Daniel Agdag is an artist and filmmaker based in Melbourne, Australia, whose practise sits at the nexus of sculpture and motionography. He creates highly detailed sculptural pieces that have been described as architectural in form, whimsical and antiquated in nature and inconceivably intricate.
Agdag principally uses boxboard (a heat-treated archival paper), glue and a scalpel and deliberately keeps his process very simple but the outcome is extremely complex. He is drawn to the utilitarian origins and monochromatic nature of his chosen materials and creates structures which resemble architectural forms and machines. For Agdag, the tonal quality of the boxboard emulates building materials, reminiscent of stone, steel and timber. Furthermore, the boxboard is 100% recycled and a material enjoyed and appreciated by the artist due to the many lives it has had before existing in the forms he creates. His works represent a paradox of fragility and strength using a medium that is essentially paper. He is an accomplished filmmaker, and these models can come to life through the medium of stop motion animation.

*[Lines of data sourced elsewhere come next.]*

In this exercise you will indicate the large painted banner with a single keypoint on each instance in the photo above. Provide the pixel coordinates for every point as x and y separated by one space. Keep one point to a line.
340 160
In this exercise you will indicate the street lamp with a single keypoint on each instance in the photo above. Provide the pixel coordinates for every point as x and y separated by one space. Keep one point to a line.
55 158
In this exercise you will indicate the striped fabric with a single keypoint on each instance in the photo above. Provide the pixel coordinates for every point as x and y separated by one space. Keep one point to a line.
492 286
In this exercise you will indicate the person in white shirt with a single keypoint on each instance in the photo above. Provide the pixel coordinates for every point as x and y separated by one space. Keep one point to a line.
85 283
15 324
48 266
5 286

Agdag describes his work as ‘expressions of symbolic self-analysis reconstructed in three-dimensional form’ – mechanical manifestations of his thoughts, ideas and ancestral stories. He takes inspiration from the overlooked, concealed mechanisms and systems that enable the industrialised world to function, and often explores the playful, fantastical realms of invention and imagination.

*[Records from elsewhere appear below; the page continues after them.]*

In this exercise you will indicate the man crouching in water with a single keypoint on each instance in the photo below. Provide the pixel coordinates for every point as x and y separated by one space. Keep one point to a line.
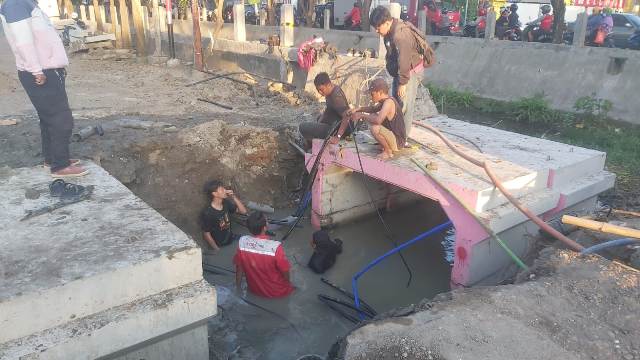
262 261
385 119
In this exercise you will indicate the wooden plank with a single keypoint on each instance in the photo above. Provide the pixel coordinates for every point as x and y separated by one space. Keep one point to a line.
125 29
138 23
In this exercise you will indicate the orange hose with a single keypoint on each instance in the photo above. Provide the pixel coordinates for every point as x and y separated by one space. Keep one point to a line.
555 233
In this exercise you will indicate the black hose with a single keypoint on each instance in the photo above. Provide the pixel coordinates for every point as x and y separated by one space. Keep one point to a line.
384 224
312 177
216 267
344 314
363 303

Whilst his work is predominantly realised in cardboard, he has made work in steel, wood and glass as part of translating his elaborate ideas into large scale public art sculptures. His stop motion film ‘The Lost Property Office’ was shortlisted for an Academy Award in 2018 and won Jury Prize for Best Animated Short at Newport Beach Film Festival in 2019.
Agdag has had solo shows in Melbourne, New York and London and has been presented at international art fairs across the world. His work is held in private collections in the United States, Japan, Hong Kong, Australia and Europe.